Les premières en date prennent naissance dans le voisinage immédiat du club, sur l’initiative de ses membres. Le club civique du Théâtre-Français annonce sa fondation au conseil général de la Commune le 19 novembre 1790[1]. Le 15 décembre, deux membres de la section du Luxembourg, Lefèvre et Lebois, dont le dernier au moins est connu pour un Cordelier influent[2], font adopter à leur section une résolution préconisant l’établissement, dans chaque section de la capitale, « d’assemblées gratuites d’instruction pour le peuple. » Les citoyens passifs pourraient y figurer à côté des citoyens actifs. La Commune fournirait gratuitement les locaux nécessaires[3].

Vers le même temps, la société des Vainqueurs de la Bastille, qui comptait parmi ses membres de nombreux Cordeliers, notamment son vice-président, le fameux Santerre, se transformait en « société fraternelle des Amis des droits de l’homme, ennemis du despotisme, séante section de Montreuil » (2 janvier 1791)[4].

Le même jour, 2 janvier 1791, la société fraternelle de la section des Enfants rouges, séante aux Minimes de la place Royale (palais Cardinal), était fondée par Tallien[5]. Tous les citoyens et citoyennes sans distinction y étaient admis gratuitement ainsi que les enfants à partir de l’âge de 12 ans.

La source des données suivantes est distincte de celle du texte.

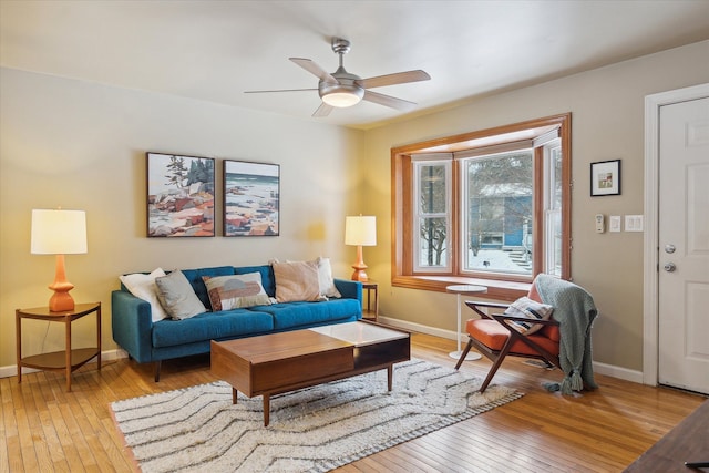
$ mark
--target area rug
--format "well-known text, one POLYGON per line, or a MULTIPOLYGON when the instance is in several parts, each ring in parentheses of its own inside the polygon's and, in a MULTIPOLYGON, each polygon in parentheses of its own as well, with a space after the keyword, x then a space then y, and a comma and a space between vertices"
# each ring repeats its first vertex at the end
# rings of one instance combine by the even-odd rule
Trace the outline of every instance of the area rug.
POLYGON ((326 472, 522 397, 422 360, 271 398, 225 382, 111 404, 143 472, 326 472))

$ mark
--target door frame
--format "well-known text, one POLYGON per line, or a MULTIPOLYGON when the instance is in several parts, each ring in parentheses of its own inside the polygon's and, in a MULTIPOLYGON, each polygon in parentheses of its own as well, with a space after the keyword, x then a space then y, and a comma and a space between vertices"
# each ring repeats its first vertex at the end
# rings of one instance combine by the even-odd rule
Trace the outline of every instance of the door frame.
POLYGON ((643 383, 657 385, 659 364, 660 107, 709 96, 709 83, 645 97, 645 238, 643 247, 643 383))

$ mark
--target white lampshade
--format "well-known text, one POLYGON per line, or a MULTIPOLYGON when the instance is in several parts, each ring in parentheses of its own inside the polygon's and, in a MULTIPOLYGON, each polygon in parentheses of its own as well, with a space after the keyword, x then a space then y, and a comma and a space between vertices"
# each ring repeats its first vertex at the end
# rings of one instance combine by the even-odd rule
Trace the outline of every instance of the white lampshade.
POLYGON ((86 253, 86 213, 33 209, 30 253, 33 255, 86 253))
POLYGON ((345 245, 376 246, 377 217, 371 215, 345 217, 345 245))

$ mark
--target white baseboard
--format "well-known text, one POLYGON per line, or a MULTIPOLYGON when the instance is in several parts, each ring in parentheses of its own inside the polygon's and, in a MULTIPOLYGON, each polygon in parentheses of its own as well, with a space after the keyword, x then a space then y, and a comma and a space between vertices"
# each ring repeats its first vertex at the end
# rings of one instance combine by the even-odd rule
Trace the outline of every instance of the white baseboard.
MULTIPOLYGON (((107 350, 107 351, 102 351, 101 352, 101 361, 112 361, 112 360, 117 360, 121 358, 127 358, 127 353, 124 350, 115 349, 115 350, 107 350)), ((86 364, 91 364, 91 363, 95 363, 96 359, 93 358, 91 360, 89 360, 89 362, 86 364)), ((27 373, 34 373, 37 371, 41 371, 41 370, 35 370, 33 368, 23 368, 22 369, 22 374, 27 374, 27 373)), ((16 377, 18 376, 18 366, 17 364, 12 364, 11 367, 0 367, 0 378, 10 378, 10 377, 16 377)))
MULTIPOLYGON (((389 317, 379 317, 378 320, 381 323, 397 327, 403 330, 414 331, 419 333, 431 335, 434 337, 445 338, 448 340, 455 340, 455 332, 452 330, 443 330, 435 327, 423 326, 420 323, 408 322, 405 320, 392 319, 389 317)), ((467 342, 467 336, 462 335, 461 341, 467 342)), ((614 364, 599 363, 594 361, 594 372, 598 374, 609 376, 626 381, 637 382, 643 384, 643 372, 637 370, 630 370, 628 368, 616 367, 614 364)))
MULTIPOLYGON (((443 329, 439 329, 435 327, 430 327, 430 326, 424 326, 421 323, 413 323, 413 322, 408 322, 405 320, 399 320, 399 319, 392 319, 389 317, 379 317, 379 321, 381 323, 391 326, 391 327, 398 327, 401 328, 403 330, 408 330, 408 331, 414 331, 414 332, 419 332, 419 333, 425 333, 425 335, 431 335, 434 337, 441 337, 448 340, 455 340, 455 332, 452 330, 443 330, 443 329)), ((461 342, 465 343, 467 342, 467 336, 462 335, 461 336, 461 342)), ((117 360, 121 358, 126 358, 127 353, 124 350, 115 349, 115 350, 109 350, 109 351, 102 351, 101 352, 101 360, 102 361, 111 361, 111 360, 117 360)), ((96 359, 94 358, 93 360, 89 361, 90 363, 95 363, 96 359)), ((39 370, 34 370, 31 368, 24 368, 24 370, 22 371, 22 373, 31 373, 31 372, 35 372, 39 370)), ((613 378, 619 378, 626 381, 631 381, 631 382, 637 382, 637 383, 643 383, 643 372, 641 371, 637 371, 637 370, 630 370, 627 368, 623 368, 623 367, 616 367, 614 364, 607 364, 607 363, 599 363, 594 361, 594 371, 599 373, 599 374, 605 374, 605 376, 609 376, 613 378)), ((0 367, 0 378, 10 378, 10 377, 14 377, 18 374, 18 367, 17 366, 11 366, 11 367, 0 367)))

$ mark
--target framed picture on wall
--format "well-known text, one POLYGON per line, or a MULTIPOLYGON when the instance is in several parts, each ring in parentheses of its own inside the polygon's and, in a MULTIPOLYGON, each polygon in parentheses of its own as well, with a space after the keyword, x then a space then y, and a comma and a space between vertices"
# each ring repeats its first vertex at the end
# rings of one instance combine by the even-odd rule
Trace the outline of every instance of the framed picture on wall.
POLYGON ((620 160, 590 163, 590 196, 620 195, 620 160))
POLYGON ((280 166, 224 161, 224 236, 278 236, 280 166))
POLYGON ((214 160, 147 155, 147 236, 213 237, 214 160))

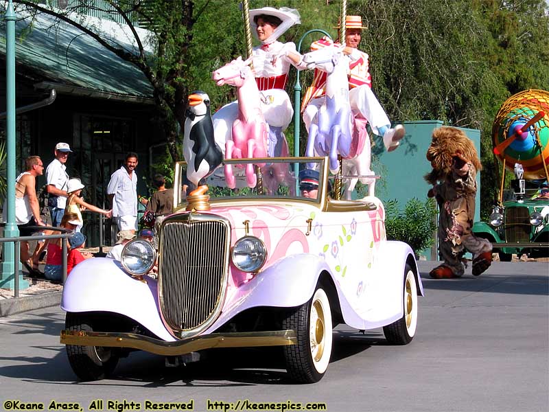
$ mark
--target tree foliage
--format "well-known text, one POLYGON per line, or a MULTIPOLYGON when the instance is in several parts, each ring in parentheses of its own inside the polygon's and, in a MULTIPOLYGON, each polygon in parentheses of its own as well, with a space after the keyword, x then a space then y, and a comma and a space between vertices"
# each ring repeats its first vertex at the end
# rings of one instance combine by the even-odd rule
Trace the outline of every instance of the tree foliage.
MULTIPOLYGON (((237 0, 71 0, 65 11, 38 1, 14 0, 38 12, 54 14, 84 30, 104 47, 132 62, 154 89, 158 119, 174 160, 180 157, 180 130, 186 96, 204 90, 212 106, 235 98, 229 87, 218 87, 213 70, 245 55, 242 14, 237 0), (130 27, 135 21, 153 33, 154 53, 136 41, 128 51, 67 12, 106 5, 130 27), (177 124, 179 124, 179 128, 177 124)), ((54 2, 55 3, 55 1, 54 2)), ((341 3, 336 0, 250 0, 250 8, 296 8, 301 24, 282 41, 298 43, 313 28, 334 28, 341 3)), ((510 95, 522 90, 549 89, 549 8, 545 0, 348 0, 348 14, 360 14, 369 28, 360 48, 370 56, 373 89, 393 122, 440 119, 482 130, 482 209, 495 196, 500 167, 491 152, 491 123, 510 95)), ((303 39, 301 51, 320 34, 303 39)), ((295 71, 290 71, 288 90, 295 71)), ((301 72, 303 89, 312 73, 301 72)), ((292 128, 287 130, 292 145, 292 128)), ((305 136, 305 130, 301 130, 305 136)), ((305 139, 301 140, 302 144, 305 139)), ((302 148, 303 149, 303 148, 302 148)), ((303 150, 300 151, 303 152, 303 150)))
POLYGON ((408 243, 416 255, 433 244, 433 233, 436 230, 436 207, 433 199, 422 203, 412 198, 401 211, 398 201, 388 201, 385 205, 385 230, 389 240, 408 243))

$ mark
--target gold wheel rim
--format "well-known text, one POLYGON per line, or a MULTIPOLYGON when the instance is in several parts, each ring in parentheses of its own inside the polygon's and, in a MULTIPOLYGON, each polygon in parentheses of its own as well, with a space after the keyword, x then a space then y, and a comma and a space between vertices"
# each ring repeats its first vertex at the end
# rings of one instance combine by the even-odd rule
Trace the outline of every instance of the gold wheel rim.
POLYGON ((406 319, 406 328, 410 328, 412 321, 412 311, 414 309, 414 299, 412 297, 412 286, 410 279, 406 279, 406 295, 404 295, 404 311, 406 319))
POLYGON ((311 354, 315 362, 319 362, 324 354, 324 344, 325 342, 324 310, 322 304, 318 300, 313 303, 311 310, 311 354))

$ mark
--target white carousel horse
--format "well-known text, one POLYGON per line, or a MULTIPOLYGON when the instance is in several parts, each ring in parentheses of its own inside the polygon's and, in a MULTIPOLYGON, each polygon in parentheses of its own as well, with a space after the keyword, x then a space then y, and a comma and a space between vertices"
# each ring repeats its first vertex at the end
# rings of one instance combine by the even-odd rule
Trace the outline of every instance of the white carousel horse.
MULTIPOLYGON (((237 88, 238 98, 238 117, 233 124, 232 137, 225 141, 225 158, 267 157, 269 126, 261 108, 261 96, 252 69, 250 67, 251 58, 243 60, 238 57, 215 70, 212 79, 218 86, 230 84, 237 88)), ((271 156, 288 157, 288 143, 283 134, 283 141, 273 145, 271 156)), ((283 163, 272 163, 262 168, 262 173, 266 179, 266 188, 272 192, 276 185, 284 183, 293 191, 295 190, 295 179, 290 174, 288 168, 283 163)), ((257 176, 253 165, 246 165, 246 176, 248 185, 255 187, 257 176)), ((235 176, 231 165, 225 165, 225 178, 227 186, 231 189, 236 187, 235 176)))
MULTIPOLYGON (((373 176, 371 170, 371 148, 366 130, 366 120, 360 115, 354 117, 349 101, 347 80, 348 58, 344 56, 344 45, 330 46, 303 55, 309 68, 327 73, 325 102, 320 106, 309 128, 305 156, 316 153, 329 157, 330 171, 339 169, 338 154, 342 158, 342 174, 373 176)), ((373 178, 361 177, 369 185, 369 194, 373 195, 373 178)), ((347 179, 344 196, 350 198, 357 179, 347 179)))
MULTIPOLYGON (((218 86, 234 86, 238 95, 238 117, 233 123, 232 139, 225 142, 226 159, 267 156, 268 126, 260 108, 259 93, 250 67, 251 61, 251 58, 243 60, 239 56, 212 74, 218 86)), ((250 187, 255 187, 257 176, 253 165, 246 165, 246 178, 250 187)), ((225 165, 225 179, 228 187, 236 187, 231 165, 225 165)))

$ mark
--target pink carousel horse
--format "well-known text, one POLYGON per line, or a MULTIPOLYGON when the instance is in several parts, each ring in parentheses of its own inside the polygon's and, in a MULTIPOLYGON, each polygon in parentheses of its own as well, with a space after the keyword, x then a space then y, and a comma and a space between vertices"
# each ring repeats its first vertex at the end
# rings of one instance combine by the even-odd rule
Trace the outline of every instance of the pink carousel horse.
MULTIPOLYGON (((276 135, 265 121, 259 90, 250 67, 251 61, 251 58, 243 60, 238 57, 212 74, 212 79, 218 86, 230 84, 237 88, 238 115, 233 123, 232 136, 227 137, 225 141, 225 158, 288 157, 288 142, 283 133, 276 135), (270 139, 270 135, 272 136, 270 139), (268 152, 269 139, 275 142, 270 150, 272 152, 268 152)), ((275 192, 281 183, 287 185, 291 192, 295 192, 295 178, 290 174, 287 165, 275 163, 259 165, 261 167, 264 183, 269 193, 275 192)), ((227 186, 234 189, 236 182, 231 165, 225 165, 224 171, 227 186)), ((246 165, 246 176, 248 185, 255 187, 257 176, 253 165, 246 165)))
MULTIPOLYGON (((314 156, 315 151, 321 156, 327 154, 330 171, 335 174, 339 170, 339 154, 343 158, 344 176, 373 176, 370 168, 371 148, 366 130, 366 121, 360 115, 353 117, 349 102, 349 62, 343 55, 344 48, 344 45, 331 45, 303 55, 303 62, 307 67, 327 73, 326 101, 309 127, 305 156, 314 156)), ((373 195, 374 179, 360 179, 362 183, 369 185, 369 194, 373 195)), ((344 196, 349 198, 357 179, 348 179, 346 181, 344 196)))

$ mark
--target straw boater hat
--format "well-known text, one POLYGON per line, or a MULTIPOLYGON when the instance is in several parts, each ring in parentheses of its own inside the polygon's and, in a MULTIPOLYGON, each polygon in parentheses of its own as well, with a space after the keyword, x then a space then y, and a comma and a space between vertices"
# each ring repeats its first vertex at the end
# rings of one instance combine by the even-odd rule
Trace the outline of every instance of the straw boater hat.
MULTIPOLYGON (((341 28, 341 16, 338 18, 338 27, 333 27, 339 30, 341 28)), ((367 29, 362 25, 362 18, 360 16, 345 16, 346 29, 367 29)))
POLYGON ((250 10, 250 25, 252 27, 252 31, 256 38, 257 38, 257 33, 255 30, 257 28, 257 25, 255 24, 253 19, 256 16, 259 16, 260 14, 274 16, 282 21, 280 25, 274 29, 270 38, 267 39, 269 41, 269 43, 274 41, 292 25, 301 23, 299 17, 299 12, 295 9, 291 9, 287 7, 281 7, 279 9, 275 9, 272 7, 263 7, 260 9, 253 9, 253 10, 250 10))

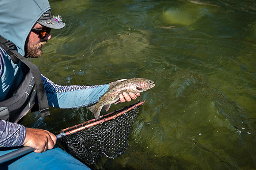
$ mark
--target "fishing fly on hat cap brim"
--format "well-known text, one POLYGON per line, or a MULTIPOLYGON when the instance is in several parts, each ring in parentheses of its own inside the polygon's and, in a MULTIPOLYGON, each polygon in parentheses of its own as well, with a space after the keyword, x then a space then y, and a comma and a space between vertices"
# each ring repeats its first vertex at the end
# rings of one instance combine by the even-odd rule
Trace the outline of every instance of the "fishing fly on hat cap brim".
POLYGON ((53 29, 61 29, 66 24, 62 22, 62 18, 60 15, 52 15, 50 10, 45 12, 37 21, 41 25, 53 29))

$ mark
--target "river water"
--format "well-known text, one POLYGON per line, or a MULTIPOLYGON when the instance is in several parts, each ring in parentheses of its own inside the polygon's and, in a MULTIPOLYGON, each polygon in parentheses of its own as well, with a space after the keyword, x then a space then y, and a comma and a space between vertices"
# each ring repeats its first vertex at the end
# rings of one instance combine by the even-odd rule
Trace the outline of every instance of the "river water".
MULTIPOLYGON (((129 148, 92 168, 256 169, 256 1, 49 1, 66 26, 31 59, 45 76, 62 85, 155 82, 141 94, 129 148)), ((86 109, 30 113, 23 124, 57 135, 92 118, 86 109)))

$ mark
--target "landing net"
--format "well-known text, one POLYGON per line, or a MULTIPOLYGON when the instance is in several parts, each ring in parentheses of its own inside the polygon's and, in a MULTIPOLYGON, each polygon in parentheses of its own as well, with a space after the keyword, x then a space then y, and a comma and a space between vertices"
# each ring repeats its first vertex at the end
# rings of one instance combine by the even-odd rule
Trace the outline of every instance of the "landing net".
POLYGON ((94 163, 104 155, 114 158, 129 147, 127 138, 138 115, 141 101, 95 119, 61 130, 66 151, 84 163, 94 163))

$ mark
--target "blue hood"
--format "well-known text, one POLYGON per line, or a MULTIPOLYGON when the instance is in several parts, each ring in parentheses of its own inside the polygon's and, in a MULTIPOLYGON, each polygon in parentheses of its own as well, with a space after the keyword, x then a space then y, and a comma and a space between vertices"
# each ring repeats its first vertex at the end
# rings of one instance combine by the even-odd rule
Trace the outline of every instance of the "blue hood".
POLYGON ((0 0, 0 35, 25 55, 25 43, 40 17, 50 9, 48 0, 0 0))

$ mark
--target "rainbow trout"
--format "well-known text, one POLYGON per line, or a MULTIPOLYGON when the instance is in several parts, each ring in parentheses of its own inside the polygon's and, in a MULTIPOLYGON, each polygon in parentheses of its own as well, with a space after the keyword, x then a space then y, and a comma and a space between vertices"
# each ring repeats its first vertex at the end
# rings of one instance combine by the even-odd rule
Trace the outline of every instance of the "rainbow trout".
POLYGON ((87 110, 93 113, 97 120, 102 107, 107 111, 111 104, 116 104, 120 101, 119 94, 125 92, 128 94, 130 91, 135 94, 141 92, 154 87, 155 85, 154 83, 152 80, 143 78, 134 78, 113 82, 111 83, 113 84, 112 87, 110 87, 109 90, 99 98, 98 103, 88 107, 87 110))

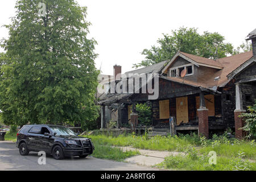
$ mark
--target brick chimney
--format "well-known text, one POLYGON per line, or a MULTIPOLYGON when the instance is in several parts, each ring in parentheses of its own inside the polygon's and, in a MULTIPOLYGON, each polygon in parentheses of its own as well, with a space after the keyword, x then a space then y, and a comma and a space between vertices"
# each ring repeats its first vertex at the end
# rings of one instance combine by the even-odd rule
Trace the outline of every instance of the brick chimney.
POLYGON ((254 29, 254 31, 249 34, 248 38, 246 40, 251 40, 253 56, 256 57, 256 29, 254 29))
POLYGON ((115 64, 114 66, 114 78, 115 80, 120 80, 122 74, 122 67, 115 64))

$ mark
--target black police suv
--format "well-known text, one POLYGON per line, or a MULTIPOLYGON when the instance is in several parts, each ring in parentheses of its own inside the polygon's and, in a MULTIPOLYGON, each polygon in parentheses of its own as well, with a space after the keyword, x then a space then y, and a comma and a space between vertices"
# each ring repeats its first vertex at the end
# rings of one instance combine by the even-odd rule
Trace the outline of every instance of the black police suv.
POLYGON ((46 125, 22 127, 17 133, 16 146, 22 155, 43 151, 59 160, 73 156, 84 158, 94 150, 90 139, 79 136, 64 126, 46 125))

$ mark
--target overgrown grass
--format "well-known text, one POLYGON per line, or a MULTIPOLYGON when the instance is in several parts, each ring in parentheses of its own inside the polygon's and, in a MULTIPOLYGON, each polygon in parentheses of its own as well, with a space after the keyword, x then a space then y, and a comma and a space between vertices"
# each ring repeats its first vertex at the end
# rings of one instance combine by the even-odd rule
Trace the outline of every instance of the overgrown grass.
POLYGON ((97 158, 122 161, 126 158, 141 154, 138 151, 123 152, 120 148, 113 147, 109 144, 102 145, 95 140, 93 144, 95 150, 92 156, 97 158))
POLYGON ((137 148, 159 151, 183 151, 184 147, 186 146, 200 144, 198 138, 188 135, 181 137, 155 136, 151 138, 148 138, 147 135, 143 136, 119 135, 118 137, 107 136, 103 135, 84 136, 91 138, 93 142, 98 142, 101 145, 132 146, 137 148))
MULTIPOLYGON (((214 135, 212 139, 199 138, 195 134, 151 138, 147 134, 143 136, 119 135, 118 137, 103 135, 85 136, 91 138, 94 143, 99 145, 100 150, 101 147, 106 147, 104 150, 113 149, 110 146, 131 146, 140 149, 182 151, 186 154, 185 155, 166 158, 162 163, 158 165, 160 168, 176 170, 256 170, 255 141, 229 139, 225 134, 214 135), (209 163, 208 154, 212 151, 217 154, 217 164, 215 165, 209 163)), ((104 155, 104 152, 99 152, 104 155)), ((116 160, 111 157, 108 159, 116 160)))
POLYGON ((210 164, 209 157, 203 155, 196 159, 188 155, 170 156, 158 165, 160 168, 173 170, 189 171, 255 171, 256 163, 240 158, 218 156, 216 164, 210 164))
POLYGON ((5 140, 16 142, 17 139, 16 133, 7 132, 5 136, 5 140))

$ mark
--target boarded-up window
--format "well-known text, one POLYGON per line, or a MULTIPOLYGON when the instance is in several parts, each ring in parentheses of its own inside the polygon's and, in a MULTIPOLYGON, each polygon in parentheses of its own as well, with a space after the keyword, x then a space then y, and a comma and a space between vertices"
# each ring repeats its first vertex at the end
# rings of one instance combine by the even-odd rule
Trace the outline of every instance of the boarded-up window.
POLYGON ((169 100, 159 101, 160 119, 168 119, 170 117, 169 100))
POLYGON ((176 98, 176 108, 177 125, 188 123, 188 97, 176 98))
MULTIPOLYGON (((214 106, 214 96, 213 95, 205 95, 204 96, 204 100, 205 102, 205 107, 209 109, 208 115, 215 115, 215 106, 214 106)), ((196 97, 196 109, 199 109, 200 105, 200 97, 196 97)), ((198 115, 197 110, 196 111, 196 115, 198 115)))
POLYGON ((133 105, 129 105, 127 107, 128 109, 128 121, 130 121, 130 119, 131 119, 131 111, 132 111, 132 108, 133 108, 133 105))

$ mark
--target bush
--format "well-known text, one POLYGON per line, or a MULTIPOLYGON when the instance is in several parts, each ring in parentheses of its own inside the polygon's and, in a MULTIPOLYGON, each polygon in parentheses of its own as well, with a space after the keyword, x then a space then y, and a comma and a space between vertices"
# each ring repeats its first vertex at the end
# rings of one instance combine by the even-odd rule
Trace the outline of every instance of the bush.
POLYGON ((17 133, 17 126, 11 125, 11 127, 10 128, 10 133, 17 133))
POLYGON ((245 118, 245 126, 242 130, 247 131, 246 137, 256 138, 256 101, 254 106, 247 106, 248 113, 243 113, 240 116, 245 118))
POLYGON ((151 107, 147 103, 137 104, 136 110, 138 115, 139 124, 150 126, 151 125, 151 107))

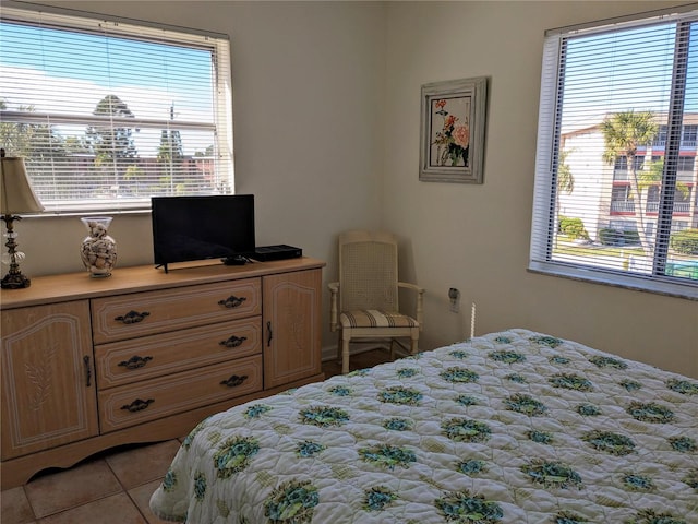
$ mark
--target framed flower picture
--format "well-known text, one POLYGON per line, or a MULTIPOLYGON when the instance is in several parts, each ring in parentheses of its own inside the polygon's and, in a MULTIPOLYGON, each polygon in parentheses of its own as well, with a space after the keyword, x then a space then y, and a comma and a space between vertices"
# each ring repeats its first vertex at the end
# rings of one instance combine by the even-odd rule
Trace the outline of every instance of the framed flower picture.
POLYGON ((419 179, 482 183, 488 78, 422 85, 419 179))

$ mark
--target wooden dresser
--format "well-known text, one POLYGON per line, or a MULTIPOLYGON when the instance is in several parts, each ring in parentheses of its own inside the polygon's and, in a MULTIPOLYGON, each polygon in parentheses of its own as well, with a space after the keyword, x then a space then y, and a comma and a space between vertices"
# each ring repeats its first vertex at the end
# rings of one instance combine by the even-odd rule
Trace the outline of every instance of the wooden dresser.
POLYGON ((324 265, 148 265, 3 290, 2 489, 322 380, 324 265))

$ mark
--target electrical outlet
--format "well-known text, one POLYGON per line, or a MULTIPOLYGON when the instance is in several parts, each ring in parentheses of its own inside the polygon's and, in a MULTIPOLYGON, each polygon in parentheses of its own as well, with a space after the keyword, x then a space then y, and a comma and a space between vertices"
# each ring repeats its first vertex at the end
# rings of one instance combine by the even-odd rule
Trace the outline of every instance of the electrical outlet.
POLYGON ((452 287, 448 289, 448 299, 450 300, 450 312, 457 313, 460 311, 460 291, 452 287))

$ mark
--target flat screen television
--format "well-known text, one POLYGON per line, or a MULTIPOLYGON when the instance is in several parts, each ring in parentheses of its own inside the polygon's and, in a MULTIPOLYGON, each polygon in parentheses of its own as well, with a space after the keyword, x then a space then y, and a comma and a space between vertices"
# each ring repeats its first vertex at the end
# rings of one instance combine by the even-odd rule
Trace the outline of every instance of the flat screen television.
POLYGON ((254 195, 153 196, 156 266, 254 253, 254 195))

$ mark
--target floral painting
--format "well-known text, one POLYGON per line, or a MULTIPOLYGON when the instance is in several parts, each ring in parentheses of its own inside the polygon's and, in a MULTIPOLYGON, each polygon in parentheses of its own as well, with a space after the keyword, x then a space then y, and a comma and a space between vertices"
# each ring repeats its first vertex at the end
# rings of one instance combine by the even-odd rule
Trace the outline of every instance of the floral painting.
POLYGON ((431 103, 432 123, 441 119, 443 124, 441 128, 432 126, 429 164, 467 167, 470 145, 470 97, 434 98, 431 103))
POLYGON ((422 86, 420 180, 482 183, 486 79, 422 86))

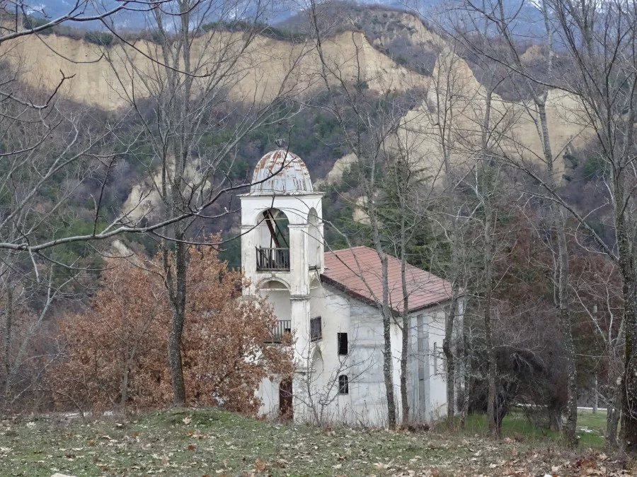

  1. S. Lacroix, Actes, 2e s. t. III, p. 54.
  2. Lebois continuera, après le 9 thermidor, l’Ami du peuple.
  3. Voir l’arrêté dans S. Lacroix, 2e s., t. III, p. 54-55.
  4. Les Vainqueurs de la Bastille avaient tenu, dans leur salle de la Boule Blanche au faubourg Antoine, le 19 décembre 1790, une grande réunion épuratoire, au cours de laquelle ils avaient exclu plusieurs de leurs membres convaincus de s’être laissés enrôler parmi les mouchards de Lafayette. Marat publia dans un supplément extraordinaire le procès-verbal de cette séance signé de Santerre. Le 28 déc. 1790, Bailly se vengea en faisant prendre à la municipalité un arrêté qui enjoignait aux Vainqueurs de cesser leurs réunions, sous prétexte que le décret du 6 déc. 1790 interdisait aux corps armés de délibérer. Les Vainqueurs répliquèrent en invoquant la loi du 13 nov. 1790 qui permettait aux citoyens de s’assembler paisiblement et sans armes. Ils décidèrent alors de se transformer en société fraternelle et de s’affilier aux Jacobins. (S. Lacroix, 2e s., t. II, p. 4 1-43).
  5. Date donnée dans l’estampe du Musée Carnavalet, reproduite dans J. Jaurès, La Législative, p. 849. Les Révolutions de Paris annoncèrent la formation de cette société dans leur no du 8 au 15 janvier 1791 (S. Lacroix, 3e s., t. V, p. 340).